Juiz de garantias gera preocupação
A coordenadora da Câmara Criminal do MPF reconhece que alguns pontos do pacote, como prazo para o magistrado ter de revisar a prisão preventiva e criação da figura do juiz de garantias, que será responsável por instruir, mas não julgar o processo, preocupam por aumento de burocracia e falta de clareza.
O presidente da Associação dos Juízes Federais do Brasil (Ajufe), Fernando Marcelo Mendes, afirma que o pacote pode parecer tímido se comparado à proposta global, mas apresenta avanços na regulamentação penal no país.
— Uma boa parte das propostas foi acolhida e isso para nós vai ter um efeito benéfico nessa questão da jurisdição penal.
Mendes lamenta pontos do pacote defendidos pela Ajufe que ficaram de fora, como o "plea bargain" — acordo penal em que o Ministério Público oferece ao réu pena mais branda em troca de confissão — e a possibilidade de prisão em segunda instância. O presidente da entidade também olha com desconfiança para a criação do juiz de garantias.

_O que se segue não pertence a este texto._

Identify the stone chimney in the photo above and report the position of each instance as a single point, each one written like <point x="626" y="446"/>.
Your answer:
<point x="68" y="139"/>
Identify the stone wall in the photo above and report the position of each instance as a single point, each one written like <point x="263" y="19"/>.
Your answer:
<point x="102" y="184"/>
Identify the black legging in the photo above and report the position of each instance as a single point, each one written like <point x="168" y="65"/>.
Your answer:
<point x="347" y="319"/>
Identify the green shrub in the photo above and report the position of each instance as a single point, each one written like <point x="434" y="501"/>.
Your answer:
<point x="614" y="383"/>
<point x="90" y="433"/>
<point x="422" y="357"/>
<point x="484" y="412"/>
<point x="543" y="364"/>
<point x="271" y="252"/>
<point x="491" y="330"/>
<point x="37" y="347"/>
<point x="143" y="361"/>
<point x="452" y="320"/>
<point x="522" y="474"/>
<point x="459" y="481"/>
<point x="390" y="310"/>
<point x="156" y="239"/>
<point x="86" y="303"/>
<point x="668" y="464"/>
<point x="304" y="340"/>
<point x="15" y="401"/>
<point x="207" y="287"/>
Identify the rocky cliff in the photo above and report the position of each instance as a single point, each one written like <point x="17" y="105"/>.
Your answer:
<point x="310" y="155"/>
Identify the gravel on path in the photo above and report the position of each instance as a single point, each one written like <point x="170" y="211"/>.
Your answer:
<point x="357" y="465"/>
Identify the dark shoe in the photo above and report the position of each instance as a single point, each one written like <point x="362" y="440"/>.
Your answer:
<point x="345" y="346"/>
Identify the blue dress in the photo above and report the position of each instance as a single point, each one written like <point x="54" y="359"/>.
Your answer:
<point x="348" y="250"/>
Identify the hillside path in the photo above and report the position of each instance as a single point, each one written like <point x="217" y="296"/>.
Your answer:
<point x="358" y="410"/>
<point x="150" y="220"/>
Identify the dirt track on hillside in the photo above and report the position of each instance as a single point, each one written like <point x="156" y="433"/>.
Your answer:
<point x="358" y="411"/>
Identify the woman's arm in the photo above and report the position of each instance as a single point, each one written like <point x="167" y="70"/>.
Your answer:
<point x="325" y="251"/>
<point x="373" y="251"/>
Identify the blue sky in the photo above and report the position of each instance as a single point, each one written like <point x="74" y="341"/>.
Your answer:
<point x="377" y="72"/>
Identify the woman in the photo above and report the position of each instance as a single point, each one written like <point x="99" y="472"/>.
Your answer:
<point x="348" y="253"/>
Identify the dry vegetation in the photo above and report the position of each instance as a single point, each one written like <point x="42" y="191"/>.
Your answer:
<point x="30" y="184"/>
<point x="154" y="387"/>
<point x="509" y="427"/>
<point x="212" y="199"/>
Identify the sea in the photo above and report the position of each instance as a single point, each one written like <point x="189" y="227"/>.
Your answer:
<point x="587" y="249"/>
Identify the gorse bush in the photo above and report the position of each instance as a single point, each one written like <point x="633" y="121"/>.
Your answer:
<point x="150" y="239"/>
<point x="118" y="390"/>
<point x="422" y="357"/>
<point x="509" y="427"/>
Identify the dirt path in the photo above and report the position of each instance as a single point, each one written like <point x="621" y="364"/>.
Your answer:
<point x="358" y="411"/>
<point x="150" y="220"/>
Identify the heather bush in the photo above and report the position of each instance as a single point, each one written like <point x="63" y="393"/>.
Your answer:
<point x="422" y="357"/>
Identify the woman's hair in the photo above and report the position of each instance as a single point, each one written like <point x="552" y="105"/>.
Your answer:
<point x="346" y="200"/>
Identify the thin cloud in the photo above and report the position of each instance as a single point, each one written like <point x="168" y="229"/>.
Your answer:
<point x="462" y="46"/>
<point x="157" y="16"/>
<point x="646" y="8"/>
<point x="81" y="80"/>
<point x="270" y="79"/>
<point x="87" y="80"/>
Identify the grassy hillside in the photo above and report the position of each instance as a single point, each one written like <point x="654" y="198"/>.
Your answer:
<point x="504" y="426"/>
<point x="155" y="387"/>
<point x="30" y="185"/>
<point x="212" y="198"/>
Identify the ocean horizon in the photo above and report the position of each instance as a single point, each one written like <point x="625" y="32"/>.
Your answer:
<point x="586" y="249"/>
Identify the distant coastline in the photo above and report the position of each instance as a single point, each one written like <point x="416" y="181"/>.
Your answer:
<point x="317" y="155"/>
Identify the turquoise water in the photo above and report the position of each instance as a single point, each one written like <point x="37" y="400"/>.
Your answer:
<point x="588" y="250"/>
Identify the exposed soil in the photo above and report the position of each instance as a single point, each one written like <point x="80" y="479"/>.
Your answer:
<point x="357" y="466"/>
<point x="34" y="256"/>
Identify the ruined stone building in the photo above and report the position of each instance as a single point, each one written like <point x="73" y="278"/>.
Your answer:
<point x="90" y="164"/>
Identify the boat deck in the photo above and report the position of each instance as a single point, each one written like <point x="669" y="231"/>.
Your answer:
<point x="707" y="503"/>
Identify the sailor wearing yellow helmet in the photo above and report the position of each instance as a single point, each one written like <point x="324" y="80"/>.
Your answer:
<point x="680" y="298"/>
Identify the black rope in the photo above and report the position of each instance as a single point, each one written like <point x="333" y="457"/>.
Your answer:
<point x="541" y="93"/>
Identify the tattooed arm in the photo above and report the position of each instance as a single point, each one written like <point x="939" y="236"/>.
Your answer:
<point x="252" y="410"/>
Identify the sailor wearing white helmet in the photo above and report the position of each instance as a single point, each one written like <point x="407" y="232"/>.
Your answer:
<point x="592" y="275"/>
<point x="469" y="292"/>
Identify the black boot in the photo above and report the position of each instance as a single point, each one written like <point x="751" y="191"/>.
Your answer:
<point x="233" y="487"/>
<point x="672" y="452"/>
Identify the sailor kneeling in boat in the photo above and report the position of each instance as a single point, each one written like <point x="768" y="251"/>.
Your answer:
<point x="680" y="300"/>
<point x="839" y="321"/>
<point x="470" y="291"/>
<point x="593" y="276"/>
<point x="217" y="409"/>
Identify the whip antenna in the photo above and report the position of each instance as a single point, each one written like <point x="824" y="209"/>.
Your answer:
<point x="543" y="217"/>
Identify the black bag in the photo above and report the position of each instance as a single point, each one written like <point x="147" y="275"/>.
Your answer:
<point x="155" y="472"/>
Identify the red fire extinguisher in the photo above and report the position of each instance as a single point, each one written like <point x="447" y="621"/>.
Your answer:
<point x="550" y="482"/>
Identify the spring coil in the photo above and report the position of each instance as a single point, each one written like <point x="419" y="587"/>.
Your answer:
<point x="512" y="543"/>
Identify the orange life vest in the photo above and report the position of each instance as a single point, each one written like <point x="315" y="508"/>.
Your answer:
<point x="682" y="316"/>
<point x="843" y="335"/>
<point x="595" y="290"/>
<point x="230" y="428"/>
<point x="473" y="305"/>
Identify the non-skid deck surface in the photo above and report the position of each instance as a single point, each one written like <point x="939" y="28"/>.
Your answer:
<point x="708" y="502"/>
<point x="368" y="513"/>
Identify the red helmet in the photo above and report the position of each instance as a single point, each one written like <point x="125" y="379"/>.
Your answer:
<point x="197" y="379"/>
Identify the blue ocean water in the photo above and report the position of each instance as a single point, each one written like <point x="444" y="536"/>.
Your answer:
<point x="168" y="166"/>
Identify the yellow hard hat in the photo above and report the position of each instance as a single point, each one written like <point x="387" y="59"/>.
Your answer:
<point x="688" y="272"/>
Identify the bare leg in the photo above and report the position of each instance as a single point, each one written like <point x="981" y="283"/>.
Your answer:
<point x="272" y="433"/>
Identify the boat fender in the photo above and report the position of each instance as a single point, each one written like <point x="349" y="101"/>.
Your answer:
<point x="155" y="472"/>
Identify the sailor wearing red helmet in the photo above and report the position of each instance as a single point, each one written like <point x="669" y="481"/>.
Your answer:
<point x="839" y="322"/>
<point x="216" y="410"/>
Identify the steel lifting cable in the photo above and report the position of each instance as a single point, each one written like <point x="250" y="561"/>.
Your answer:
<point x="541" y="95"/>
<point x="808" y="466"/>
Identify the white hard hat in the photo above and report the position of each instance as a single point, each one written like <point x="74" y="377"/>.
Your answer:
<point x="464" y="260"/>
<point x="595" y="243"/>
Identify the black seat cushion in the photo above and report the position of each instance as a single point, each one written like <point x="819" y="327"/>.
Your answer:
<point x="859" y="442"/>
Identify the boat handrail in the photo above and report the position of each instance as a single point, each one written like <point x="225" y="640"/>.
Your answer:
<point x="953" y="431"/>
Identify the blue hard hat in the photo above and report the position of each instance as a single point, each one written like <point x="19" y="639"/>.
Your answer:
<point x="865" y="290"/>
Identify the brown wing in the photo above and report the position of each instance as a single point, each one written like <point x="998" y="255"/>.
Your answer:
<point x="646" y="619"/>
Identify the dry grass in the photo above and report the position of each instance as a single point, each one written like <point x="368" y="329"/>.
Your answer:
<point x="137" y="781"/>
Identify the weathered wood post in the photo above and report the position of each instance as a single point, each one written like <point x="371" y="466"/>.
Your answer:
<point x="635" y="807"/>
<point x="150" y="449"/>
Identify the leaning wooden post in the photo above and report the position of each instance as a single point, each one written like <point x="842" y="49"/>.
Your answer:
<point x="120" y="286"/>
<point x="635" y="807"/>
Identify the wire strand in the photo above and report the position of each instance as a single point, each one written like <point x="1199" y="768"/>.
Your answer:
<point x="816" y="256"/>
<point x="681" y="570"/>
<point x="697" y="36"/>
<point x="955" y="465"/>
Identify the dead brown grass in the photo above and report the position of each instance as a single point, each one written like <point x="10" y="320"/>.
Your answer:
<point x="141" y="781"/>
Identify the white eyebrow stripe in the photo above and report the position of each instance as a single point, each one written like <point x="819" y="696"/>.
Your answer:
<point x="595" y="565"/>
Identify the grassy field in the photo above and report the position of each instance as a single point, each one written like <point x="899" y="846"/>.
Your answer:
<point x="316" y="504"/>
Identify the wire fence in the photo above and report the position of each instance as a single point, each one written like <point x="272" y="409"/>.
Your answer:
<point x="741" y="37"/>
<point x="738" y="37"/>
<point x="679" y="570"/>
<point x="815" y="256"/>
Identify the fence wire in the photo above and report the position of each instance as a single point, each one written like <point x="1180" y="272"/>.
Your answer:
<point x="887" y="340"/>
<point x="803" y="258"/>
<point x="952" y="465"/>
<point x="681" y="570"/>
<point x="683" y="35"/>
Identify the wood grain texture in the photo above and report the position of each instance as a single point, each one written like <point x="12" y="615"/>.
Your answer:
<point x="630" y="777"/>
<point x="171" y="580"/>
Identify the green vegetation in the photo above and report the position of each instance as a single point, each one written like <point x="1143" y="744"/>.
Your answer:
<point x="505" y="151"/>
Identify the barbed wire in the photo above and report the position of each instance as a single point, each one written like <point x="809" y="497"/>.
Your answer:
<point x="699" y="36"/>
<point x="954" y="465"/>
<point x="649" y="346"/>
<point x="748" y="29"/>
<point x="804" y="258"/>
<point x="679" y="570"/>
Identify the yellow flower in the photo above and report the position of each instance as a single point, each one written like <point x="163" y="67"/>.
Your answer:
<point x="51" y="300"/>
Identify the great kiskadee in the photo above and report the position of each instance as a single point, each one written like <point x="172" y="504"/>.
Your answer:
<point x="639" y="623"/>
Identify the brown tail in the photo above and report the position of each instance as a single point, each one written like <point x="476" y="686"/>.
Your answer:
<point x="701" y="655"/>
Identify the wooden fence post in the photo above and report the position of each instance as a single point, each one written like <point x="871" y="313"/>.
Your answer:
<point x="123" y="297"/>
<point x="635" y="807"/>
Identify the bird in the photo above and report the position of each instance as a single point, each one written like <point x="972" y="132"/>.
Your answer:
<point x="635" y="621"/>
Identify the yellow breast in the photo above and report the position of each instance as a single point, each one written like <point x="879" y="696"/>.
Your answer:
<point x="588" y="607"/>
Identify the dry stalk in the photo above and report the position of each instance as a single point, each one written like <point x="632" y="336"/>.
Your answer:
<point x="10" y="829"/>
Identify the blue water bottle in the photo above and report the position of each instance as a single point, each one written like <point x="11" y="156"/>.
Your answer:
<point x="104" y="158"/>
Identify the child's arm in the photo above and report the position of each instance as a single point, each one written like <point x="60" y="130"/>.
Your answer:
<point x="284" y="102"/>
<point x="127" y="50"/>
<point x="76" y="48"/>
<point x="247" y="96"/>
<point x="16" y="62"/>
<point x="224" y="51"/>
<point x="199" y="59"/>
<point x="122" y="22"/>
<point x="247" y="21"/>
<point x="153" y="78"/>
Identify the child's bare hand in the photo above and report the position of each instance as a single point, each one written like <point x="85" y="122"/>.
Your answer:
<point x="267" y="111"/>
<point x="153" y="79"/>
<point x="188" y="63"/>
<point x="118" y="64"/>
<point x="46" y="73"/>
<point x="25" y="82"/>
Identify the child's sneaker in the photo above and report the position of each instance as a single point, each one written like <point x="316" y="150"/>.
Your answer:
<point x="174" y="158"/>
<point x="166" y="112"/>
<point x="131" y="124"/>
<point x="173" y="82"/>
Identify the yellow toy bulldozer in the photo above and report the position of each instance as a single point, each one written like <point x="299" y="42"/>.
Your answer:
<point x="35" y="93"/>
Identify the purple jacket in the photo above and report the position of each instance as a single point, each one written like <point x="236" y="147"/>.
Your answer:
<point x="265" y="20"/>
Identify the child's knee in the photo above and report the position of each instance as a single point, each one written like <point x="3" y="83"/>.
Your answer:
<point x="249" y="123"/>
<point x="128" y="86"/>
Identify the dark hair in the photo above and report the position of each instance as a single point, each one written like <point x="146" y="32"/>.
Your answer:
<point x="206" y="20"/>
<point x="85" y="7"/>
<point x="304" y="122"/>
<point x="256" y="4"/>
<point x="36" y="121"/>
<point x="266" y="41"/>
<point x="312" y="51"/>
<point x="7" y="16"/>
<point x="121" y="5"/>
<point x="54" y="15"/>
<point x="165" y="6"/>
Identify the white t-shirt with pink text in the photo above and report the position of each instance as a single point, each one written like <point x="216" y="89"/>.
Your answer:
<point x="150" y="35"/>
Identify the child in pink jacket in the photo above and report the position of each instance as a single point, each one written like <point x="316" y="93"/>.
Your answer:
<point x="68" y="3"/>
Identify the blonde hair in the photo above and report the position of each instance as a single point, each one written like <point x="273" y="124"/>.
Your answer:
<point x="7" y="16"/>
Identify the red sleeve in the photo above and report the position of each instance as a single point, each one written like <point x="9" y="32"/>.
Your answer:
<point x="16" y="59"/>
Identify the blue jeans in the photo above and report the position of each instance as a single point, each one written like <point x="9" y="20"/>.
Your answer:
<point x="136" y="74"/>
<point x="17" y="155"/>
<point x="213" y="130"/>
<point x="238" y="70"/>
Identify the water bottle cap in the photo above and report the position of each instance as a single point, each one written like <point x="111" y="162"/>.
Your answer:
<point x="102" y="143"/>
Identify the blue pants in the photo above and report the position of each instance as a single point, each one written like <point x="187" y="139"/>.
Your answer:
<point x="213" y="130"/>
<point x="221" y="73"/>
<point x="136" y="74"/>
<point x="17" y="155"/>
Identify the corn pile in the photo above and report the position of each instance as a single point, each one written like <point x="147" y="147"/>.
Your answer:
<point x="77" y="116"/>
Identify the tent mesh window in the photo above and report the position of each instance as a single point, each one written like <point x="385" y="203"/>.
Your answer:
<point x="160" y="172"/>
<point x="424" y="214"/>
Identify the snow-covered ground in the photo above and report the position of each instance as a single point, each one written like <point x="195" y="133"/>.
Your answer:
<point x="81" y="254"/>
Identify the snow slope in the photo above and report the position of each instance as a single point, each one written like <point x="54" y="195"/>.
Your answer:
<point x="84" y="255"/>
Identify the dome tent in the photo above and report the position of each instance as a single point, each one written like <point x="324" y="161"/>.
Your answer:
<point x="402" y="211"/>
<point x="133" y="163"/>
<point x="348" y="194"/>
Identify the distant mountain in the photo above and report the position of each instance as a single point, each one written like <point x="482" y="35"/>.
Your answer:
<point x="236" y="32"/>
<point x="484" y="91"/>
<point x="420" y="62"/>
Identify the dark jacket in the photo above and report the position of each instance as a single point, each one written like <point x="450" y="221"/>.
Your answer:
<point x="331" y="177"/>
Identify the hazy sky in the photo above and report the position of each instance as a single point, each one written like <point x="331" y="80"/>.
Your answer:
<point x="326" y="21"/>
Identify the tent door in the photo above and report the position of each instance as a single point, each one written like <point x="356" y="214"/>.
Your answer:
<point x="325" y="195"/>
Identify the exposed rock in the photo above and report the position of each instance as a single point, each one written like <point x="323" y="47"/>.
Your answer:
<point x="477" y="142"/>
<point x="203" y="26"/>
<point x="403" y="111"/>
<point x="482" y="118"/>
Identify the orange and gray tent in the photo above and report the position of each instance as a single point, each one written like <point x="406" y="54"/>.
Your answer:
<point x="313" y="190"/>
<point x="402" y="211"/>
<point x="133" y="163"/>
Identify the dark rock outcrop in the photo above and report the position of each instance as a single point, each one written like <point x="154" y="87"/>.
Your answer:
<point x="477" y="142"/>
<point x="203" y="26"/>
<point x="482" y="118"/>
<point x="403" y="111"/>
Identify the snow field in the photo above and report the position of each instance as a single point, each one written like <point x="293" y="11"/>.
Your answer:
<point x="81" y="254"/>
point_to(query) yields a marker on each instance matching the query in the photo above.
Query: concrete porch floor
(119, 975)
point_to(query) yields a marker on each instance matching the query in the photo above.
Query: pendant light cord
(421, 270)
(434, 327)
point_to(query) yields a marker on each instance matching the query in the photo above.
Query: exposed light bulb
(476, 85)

Segundo ele, esse mecanismo enfrenta dificuldades de implantação por razões técnicas.
O professor da PUCRS e doutor em Direito Marcelo Peruchin acredita que a figura do juiz de garantias poderá ser barrada pelo presidente Jair Bolsonaro na hora de sancionar o texto.
— Apesar de ser uma figura salutar, na minha opinião, ela implica em um aumento de custo para o poder Judiciário, especialmente nas comarcas pequenas.
Peruchin afirma que o pacote aprovado pelo Congresso está distante do que foi apresentado pelo ministro Moro e tem caráter mais punitivo em relação às penas e não provoca grandes mudanças no âmbito dos processos.